If demand continues, albeit a bit softer, Kforce's optimistic outlook is shaped in part by being an IT specialist, where the current hiring dynamic is strongest. IT projects are leading demand because they have a longer cycle. Companies don't stop major IT projects midway and are generally committed to efficiency investments, noted Manpower's Joerres.

Blackman conceded that Kforce can grow organically without the economy adding new jobs, as highly skilled workers in IT move from one company to another, and added that the recent unemployment numbers have shown half to be college educated unemployed. "The Dartmouth graduate with the English literature degree is a waitress today."

Still, both Manpower and Kforce are betting that the general uncertainty in the markets and among corporate leaders won't lead to a complete halt in hiring, but ultimately bring more hiring requests to their desks, as corporations increasingly turn to a flexible hiring model.

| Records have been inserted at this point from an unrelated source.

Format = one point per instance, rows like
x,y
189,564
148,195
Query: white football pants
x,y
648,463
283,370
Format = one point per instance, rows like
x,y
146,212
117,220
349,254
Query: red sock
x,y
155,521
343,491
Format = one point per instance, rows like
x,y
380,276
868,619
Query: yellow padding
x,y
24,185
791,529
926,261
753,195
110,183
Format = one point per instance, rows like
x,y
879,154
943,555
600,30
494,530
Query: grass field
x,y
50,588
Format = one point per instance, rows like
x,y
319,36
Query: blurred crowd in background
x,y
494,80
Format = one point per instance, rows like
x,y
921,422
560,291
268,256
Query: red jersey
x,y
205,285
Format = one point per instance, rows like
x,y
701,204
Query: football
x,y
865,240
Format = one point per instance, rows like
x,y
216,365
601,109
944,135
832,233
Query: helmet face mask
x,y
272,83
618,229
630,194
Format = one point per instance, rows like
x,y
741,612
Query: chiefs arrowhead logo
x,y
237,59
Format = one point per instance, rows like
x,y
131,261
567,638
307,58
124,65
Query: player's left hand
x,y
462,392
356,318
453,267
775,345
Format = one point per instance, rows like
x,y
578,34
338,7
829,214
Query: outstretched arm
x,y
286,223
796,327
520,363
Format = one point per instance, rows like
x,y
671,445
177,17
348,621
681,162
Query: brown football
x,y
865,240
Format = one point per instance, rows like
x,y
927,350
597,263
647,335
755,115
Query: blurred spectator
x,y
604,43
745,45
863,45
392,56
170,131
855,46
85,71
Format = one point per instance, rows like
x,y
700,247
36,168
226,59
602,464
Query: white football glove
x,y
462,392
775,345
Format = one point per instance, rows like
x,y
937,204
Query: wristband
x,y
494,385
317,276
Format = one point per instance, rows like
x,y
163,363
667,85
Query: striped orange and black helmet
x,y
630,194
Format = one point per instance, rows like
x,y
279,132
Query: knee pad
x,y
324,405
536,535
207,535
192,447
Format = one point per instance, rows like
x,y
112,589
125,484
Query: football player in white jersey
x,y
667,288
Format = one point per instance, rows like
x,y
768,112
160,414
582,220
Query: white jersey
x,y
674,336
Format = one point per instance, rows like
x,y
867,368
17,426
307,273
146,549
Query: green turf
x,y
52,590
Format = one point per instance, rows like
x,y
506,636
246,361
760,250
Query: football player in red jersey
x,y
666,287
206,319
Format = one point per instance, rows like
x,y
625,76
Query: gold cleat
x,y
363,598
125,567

"Given the economic, political, regulatory, health care, tax and budgetary uncertainty, clients appear to be increasingly turning to flexible staffing solutions to mitigate uncertainties," Kforce's Blackman said.

"They've done it with inventory and supply chains and are now working on it from the talent perspective, and as an industry we are the answer to it," Joerres said. "We are optimistic about the future because companies have to remain agile and incredibly fast in their ability to turn on or off hiring and that gives us a positive feeling," the Manpower CEO said.

If the more flexible hiring paradigm is taking place, Marcon stressed that not even it can trump a severe downturn in the economy.

"We need a certain amount of fundamental growth for these companies to do well, Marcon said. "If we get cautious growth, a situation where there is growth but everyone is still feeling slightly uneasy, that's good for these guys. Still it's certainly not the funeral business. Companies are always hiring and firing and there is churn in the labor market, but margins for these companies can be thin and when there is significant fluctuation in the top line it spills over to the bottom line quickly," the analyst explained.

If the 52-week-low levels near which the staffing stocks are trading is not an indicator of a recession on the way, it's at least an indicator that the market fears this and that the stocks are discounting current Wall Street estimates as being too high.

"We work best in a good economic environment, and this is soft and companies have adjusted their thinking to use us more. This is a positioning game, and when more robust growth returns, we should be able to take advantage. In the meantime, things aren't terrible," said Manpower's Joerres.

If things aren't terrible, according to the jobs experts, you could have fooled the markets.